In the wake of the most significant financial crisis since the Great Depression, Congress passed the Dodd-Frank Act of 2010, which mandates a variety of significant changes to the U.S. financial regulatory structure. While all of these changes were the subject of a long and vigorous legislative debate, none provoked as much controversy as the creation of the new Consumer Financial Protection Bureau.
Bureau Formation
The Bureau, which was initially formed inside the U.S. Department of the Treasury, functions as an independent agency under the Federal Reserve’s umbrella. The new regulator has been given the authority to issue new consumer financial protection regulations, enforce existing laws, and to supervise the conduct of lenders and other financial services firms. Given the Bureau’s vast responsibility for matters related to consumer financial products, its activities are certain to become a significant concern for financial institutions and main street businesses for years to come.
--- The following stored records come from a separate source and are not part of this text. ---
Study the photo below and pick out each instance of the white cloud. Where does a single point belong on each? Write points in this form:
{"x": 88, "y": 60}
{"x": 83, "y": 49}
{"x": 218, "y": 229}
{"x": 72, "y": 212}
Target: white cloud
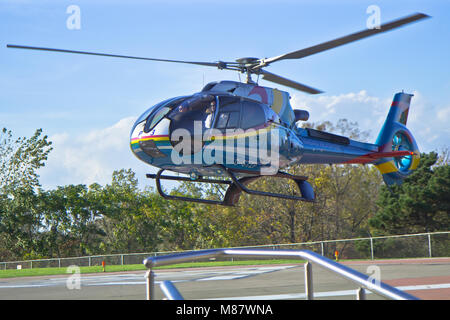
{"x": 91, "y": 157}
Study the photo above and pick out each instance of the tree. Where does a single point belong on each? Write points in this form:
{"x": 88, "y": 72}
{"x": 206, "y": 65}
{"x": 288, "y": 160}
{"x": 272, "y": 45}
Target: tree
{"x": 21, "y": 158}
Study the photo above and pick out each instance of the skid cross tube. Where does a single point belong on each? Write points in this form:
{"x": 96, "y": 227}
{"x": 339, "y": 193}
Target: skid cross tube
{"x": 159, "y": 176}
{"x": 361, "y": 280}
{"x": 235, "y": 186}
{"x": 242, "y": 187}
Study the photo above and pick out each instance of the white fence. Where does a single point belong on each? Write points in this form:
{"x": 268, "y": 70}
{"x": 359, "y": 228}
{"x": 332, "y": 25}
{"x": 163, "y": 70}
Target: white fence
{"x": 436, "y": 244}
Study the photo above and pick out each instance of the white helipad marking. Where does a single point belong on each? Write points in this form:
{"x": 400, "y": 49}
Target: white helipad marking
{"x": 139, "y": 279}
{"x": 330, "y": 293}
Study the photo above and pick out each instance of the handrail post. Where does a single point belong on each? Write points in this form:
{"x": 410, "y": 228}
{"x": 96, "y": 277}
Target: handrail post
{"x": 308, "y": 281}
{"x": 150, "y": 276}
{"x": 361, "y": 294}
{"x": 429, "y": 245}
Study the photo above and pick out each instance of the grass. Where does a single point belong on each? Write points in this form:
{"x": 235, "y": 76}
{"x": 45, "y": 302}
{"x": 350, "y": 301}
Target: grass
{"x": 13, "y": 273}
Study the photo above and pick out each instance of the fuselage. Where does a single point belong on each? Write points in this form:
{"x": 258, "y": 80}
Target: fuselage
{"x": 253, "y": 133}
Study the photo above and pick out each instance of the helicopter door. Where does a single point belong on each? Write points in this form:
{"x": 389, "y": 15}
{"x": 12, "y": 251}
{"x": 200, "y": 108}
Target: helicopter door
{"x": 228, "y": 118}
{"x": 189, "y": 121}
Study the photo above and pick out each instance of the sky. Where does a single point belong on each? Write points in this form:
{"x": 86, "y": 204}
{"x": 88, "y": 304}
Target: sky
{"x": 87, "y": 104}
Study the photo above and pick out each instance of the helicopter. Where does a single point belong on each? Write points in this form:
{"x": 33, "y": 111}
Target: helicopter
{"x": 233, "y": 133}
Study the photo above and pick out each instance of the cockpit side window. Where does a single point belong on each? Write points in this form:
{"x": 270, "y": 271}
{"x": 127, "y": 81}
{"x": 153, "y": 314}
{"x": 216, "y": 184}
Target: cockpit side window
{"x": 229, "y": 113}
{"x": 159, "y": 112}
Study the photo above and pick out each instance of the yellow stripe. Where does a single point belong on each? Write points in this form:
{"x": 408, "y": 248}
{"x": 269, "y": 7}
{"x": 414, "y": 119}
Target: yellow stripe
{"x": 245, "y": 134}
{"x": 387, "y": 167}
{"x": 416, "y": 160}
{"x": 277, "y": 101}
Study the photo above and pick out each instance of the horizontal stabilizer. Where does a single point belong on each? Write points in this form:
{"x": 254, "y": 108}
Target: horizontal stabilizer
{"x": 370, "y": 157}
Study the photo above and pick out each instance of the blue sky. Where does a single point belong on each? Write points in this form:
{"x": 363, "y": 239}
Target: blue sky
{"x": 87, "y": 104}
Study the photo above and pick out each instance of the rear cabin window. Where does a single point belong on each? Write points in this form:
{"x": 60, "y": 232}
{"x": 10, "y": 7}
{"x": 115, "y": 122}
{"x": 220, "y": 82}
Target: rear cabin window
{"x": 229, "y": 113}
{"x": 252, "y": 115}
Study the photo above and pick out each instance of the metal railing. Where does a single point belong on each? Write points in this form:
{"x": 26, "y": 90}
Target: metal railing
{"x": 434, "y": 244}
{"x": 363, "y": 281}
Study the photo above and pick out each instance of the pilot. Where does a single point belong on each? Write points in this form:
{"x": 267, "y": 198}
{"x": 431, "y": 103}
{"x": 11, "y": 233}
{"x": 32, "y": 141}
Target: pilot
{"x": 210, "y": 114}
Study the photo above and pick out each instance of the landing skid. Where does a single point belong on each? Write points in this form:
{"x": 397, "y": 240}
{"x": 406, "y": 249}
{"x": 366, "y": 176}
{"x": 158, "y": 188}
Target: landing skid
{"x": 236, "y": 186}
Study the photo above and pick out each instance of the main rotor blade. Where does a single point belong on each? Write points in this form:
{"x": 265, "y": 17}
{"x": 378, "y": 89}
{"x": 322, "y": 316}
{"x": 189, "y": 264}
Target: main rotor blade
{"x": 346, "y": 39}
{"x": 209, "y": 64}
{"x": 288, "y": 83}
The Bureau is to be headed by a Director appointed by the President and confirmed by the Senate. At the start, President Obama appointed Elizabeth Warren, a Harvard Law School professor and former head of the Congressional Oversight Panel for the Troubled Asset Relief Program, as an advisor to oversee the creation of the Bureau. In July, President Obama nominated Richard Cordray, the former attorney general of Ohio and assistant to Warren, as the new agency’s first director. Cordray has yet to be confirmed by the Senate.
Transition to Independent Status
The Treasury transitioned the Bureau to the Federal Reserve on July 21, 2011. Prior to the transfer date, the Bureau conducted research relating to consumer financial products and services, began developing its nationwide consumer complaint response center, and took steps to implement the risk-based supervision of nondepository covered persons, and prepare for the opening of outreach offices.
Exercising its Significant Regulatory Power
Mortgages and credit cards are the first financial products in the Bureau’s sights, but the new agency has the potential to impact almost any entity that offers financial products to consumers. What remains to be seen is how the Bureau will wield its extensive power when it begins to execute its rulemaking agenda. Will the agency carry out its responsibilities without stifling the market for consumer financial products? How will the Bureau co-exist with the other financial and consumer protection regulators and with state enforcement authorities?
Congress, the financial community, and consumers all will be watching. The Bureau will remain in a transitional phase for some time, as it acquires staff and begins to write the rules that will define the consumer financial products arena for generations to come. As new developments take place in the upcoming months, Cozen O’Connor Public Strategies will continue to closely follow the Bureau and report on these developments.